ADR 5 for tilt testing architecture

strangelove-ventures · Oct 17, 2024 · 3e73176 · 3e73176
1 parent 9103da9
commit 3e73176
Showing 1 changed file with 59 additions and 0 deletions.
diff --git a/wormchain/docs/architecture/0005-tilt-testing-architecture-efforts.md b/wormchain/docs/architecture/0005-tilt-testing-architecture-efforts.md
@@ -0,0 +1,59 @@
+# 5. Tilt Testing Architecture Efforts
+
+Date: 2024-10-16
+
+## Status
+
+Accepted
+
+## Context
+
+The Strangelove team has made extensive efforts to build architecture and processes for running the Wormhole project Tilt tests in a known, repeatable, and reliable way. Each of these efforts has been met with challenges and has not been entirely successful. This document captures the architecture and processes that have been attempted.
+
+Various attempts have been made to run Tilt CI tests in a known, repeatable, and reliable way. These attempts have included:
+
+1. Running Tilt locally for each developer on various platforms during development:
+   1. MacOS - Was unsuccessful for all developers due to unknown issues that prevented deployment of full Tilt infrastructure
+   2. Windows under WSL 2 - Was successful for some developers who had high-end development machines, others who had older hardware were unable to run the tests
+2. Deploying a GCP Compute Instance of various configurations and sizes to run manual Tilt tests.

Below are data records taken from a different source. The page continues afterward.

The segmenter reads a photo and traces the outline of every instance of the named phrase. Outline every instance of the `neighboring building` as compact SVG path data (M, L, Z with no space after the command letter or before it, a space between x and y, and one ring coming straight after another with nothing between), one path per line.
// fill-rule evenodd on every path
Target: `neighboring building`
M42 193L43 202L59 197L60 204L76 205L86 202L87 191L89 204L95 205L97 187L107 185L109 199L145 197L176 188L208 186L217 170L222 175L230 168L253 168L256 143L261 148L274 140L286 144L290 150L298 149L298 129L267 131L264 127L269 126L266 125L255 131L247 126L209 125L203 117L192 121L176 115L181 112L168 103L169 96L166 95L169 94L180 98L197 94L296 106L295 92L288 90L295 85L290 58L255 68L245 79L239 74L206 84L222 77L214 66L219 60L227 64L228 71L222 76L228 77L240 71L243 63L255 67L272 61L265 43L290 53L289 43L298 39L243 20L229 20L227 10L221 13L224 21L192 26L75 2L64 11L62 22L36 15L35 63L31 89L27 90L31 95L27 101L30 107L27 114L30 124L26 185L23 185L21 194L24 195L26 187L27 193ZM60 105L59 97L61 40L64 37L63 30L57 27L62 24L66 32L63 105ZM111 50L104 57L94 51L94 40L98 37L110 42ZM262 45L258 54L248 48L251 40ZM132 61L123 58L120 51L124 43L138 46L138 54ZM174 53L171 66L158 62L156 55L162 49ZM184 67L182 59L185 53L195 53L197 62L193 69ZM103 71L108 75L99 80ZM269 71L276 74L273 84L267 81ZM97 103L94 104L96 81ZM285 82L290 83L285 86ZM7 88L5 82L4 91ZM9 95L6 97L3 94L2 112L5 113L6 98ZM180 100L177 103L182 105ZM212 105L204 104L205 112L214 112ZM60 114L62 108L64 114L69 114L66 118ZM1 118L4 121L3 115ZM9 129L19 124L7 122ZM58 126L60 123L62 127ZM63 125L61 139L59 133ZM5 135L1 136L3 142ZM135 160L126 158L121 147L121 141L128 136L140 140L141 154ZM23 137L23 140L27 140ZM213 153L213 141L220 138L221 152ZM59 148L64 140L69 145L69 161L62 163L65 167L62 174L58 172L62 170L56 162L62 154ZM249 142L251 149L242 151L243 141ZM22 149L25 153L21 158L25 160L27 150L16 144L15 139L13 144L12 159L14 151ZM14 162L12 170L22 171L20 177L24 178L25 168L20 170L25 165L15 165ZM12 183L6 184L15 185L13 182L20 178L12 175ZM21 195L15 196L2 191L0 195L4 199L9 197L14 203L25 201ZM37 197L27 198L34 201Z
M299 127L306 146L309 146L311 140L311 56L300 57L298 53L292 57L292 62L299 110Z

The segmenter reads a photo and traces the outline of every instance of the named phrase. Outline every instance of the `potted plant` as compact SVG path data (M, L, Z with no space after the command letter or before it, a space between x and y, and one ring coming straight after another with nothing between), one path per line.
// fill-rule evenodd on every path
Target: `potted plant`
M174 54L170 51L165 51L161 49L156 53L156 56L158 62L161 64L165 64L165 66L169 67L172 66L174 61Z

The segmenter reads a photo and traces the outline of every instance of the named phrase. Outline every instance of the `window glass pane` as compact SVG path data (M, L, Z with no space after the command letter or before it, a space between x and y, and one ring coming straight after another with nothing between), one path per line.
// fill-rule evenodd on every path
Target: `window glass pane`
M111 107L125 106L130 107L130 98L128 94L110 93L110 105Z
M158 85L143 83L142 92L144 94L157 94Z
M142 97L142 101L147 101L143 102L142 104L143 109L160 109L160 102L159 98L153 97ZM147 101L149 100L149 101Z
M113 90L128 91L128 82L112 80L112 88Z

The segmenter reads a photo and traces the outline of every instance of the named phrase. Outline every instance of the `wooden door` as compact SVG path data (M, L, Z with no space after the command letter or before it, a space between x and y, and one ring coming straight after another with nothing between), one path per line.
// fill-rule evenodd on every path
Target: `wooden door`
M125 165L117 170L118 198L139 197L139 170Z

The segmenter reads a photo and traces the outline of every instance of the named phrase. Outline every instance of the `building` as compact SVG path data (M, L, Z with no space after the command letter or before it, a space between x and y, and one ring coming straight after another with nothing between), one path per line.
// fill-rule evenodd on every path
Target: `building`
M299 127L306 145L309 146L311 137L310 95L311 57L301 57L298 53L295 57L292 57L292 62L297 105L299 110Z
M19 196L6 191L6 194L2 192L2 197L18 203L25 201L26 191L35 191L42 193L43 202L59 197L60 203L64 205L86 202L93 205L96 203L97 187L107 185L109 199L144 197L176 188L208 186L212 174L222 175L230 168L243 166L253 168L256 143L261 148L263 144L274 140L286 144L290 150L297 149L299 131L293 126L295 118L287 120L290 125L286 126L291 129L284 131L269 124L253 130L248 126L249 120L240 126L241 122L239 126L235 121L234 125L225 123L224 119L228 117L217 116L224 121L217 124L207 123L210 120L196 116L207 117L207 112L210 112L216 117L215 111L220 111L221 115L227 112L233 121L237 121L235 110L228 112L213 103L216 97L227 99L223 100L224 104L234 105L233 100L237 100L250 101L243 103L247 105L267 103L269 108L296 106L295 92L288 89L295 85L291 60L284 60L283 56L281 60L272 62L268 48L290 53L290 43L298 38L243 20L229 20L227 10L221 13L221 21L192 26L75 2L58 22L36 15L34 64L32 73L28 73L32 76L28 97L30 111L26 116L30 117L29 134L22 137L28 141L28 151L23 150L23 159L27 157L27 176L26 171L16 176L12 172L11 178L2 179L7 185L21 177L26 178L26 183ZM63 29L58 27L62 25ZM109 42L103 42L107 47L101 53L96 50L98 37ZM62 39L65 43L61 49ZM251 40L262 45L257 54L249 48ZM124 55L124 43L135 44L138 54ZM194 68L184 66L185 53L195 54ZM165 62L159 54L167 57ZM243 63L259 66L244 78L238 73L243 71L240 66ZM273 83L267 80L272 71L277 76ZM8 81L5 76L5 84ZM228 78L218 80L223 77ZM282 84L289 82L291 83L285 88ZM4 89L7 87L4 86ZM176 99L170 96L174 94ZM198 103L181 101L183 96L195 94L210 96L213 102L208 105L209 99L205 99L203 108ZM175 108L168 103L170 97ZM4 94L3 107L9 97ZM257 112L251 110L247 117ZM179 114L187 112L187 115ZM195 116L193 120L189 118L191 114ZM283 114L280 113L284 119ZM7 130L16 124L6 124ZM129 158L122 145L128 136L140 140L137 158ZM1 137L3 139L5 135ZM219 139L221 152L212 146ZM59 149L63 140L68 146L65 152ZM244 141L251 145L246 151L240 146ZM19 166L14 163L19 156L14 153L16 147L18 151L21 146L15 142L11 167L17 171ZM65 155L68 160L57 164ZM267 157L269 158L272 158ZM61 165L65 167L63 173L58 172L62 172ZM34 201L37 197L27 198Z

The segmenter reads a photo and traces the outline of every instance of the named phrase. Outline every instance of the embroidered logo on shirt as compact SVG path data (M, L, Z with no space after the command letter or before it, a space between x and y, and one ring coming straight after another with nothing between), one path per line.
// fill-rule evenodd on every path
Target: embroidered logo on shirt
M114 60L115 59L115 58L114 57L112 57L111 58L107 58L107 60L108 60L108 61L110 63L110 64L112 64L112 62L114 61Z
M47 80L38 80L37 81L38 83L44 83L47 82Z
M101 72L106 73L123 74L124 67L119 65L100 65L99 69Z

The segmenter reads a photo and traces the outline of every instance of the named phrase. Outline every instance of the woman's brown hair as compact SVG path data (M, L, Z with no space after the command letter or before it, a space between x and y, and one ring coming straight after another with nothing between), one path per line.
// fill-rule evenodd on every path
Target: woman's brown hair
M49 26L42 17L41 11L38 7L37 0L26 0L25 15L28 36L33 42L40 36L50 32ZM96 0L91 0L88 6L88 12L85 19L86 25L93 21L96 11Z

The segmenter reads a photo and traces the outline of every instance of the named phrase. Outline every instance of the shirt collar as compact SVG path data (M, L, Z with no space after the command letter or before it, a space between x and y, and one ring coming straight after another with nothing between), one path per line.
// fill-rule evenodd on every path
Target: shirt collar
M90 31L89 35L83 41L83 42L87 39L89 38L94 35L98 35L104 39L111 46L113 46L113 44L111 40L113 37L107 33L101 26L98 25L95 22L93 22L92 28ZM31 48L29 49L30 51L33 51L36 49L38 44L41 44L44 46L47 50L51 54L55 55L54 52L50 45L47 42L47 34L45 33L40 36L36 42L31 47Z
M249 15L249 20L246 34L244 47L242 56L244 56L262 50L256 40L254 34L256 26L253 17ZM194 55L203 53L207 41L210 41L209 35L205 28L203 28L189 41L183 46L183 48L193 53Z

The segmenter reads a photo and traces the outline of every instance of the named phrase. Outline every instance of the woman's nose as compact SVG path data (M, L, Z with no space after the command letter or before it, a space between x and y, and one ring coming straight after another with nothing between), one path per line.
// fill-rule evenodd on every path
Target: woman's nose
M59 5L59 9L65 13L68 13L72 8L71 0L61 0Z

+3. Deploying a server as a Github Runner attached to the Strangelove Wormhole fork to run the Tilt CI Github Action steps.
+
+### Nature of the Failures
+
+#### MacOS Failures
+
+The MacOS failures were due to unknown issues that prevented the deployment of the full Tilt infrastructure. The Tilt tests would run for a few minutes and then fail with various errors. The errors were not consistent and were not able to be resolved.
+
+These should be explored further.
+
+### Windows Under WSL 2 Successes and Failures
+
+Two developers had machines that were able to get Kubernetes running under WSL 2. One developer had a machine that was unable to run the tests due to hardware limitations. The tests were able to run successfully on the high-end machines, but the tests were not able to run on the lower-end machine.
+
+#### Lower-end Machine Specs, Tilt errored out:
+
+* CPU: Ryzen 5 3600, 6 core, 12 thread @ Boosted 4.2 GHz
+* Memory: 32 GB DDR4 3600MHz
+* Storage: Allocated 100GB of NVMe M.2
+
+Failure reasons: Tilt build steps would never finish, and various pod deployments would timeout waiting for other pods to be ready.
+
+#### Higher-end Machine Specs, Tilt passed:
+
+* CPU: Ryzen 9 7900X, 12 core, 24 thread @ Boosted 5.6 GHz
+* Memory: 64 GB DDR5 4800MHz
+* Storage: Allocated 100GB of SSD
+
+### GCP Compute Instance/Github Runner Failures
+
+The instances deployed were lacking resources to complete a full Tilt CI run. Either RAM would run out, or CPU bottlenecks would prevent the workflow from finishing the run before timeouts would occur.
+
+## Decision
+
+A comprehensive architecture and process for running Tilt tests has not been successfully implemented. The Strangelove team will continue to investigate and implement solutions to run Tilt tests in a known, repeatable, and reliable way.
+
+Documentation should be updated to provide a repeatable method of deploying infrastructure that is capable of running the Tilt CI workflows.
+
+## Consequences
+
+Every avenue to run Tilt tests has been met with various challenges that prevented full runs of the Tilt tests. When a Tilt test fails during actual PR CI workflows, this makes it difficult to recreate the issues locally. This leads to longer debugging times and slower development cycles.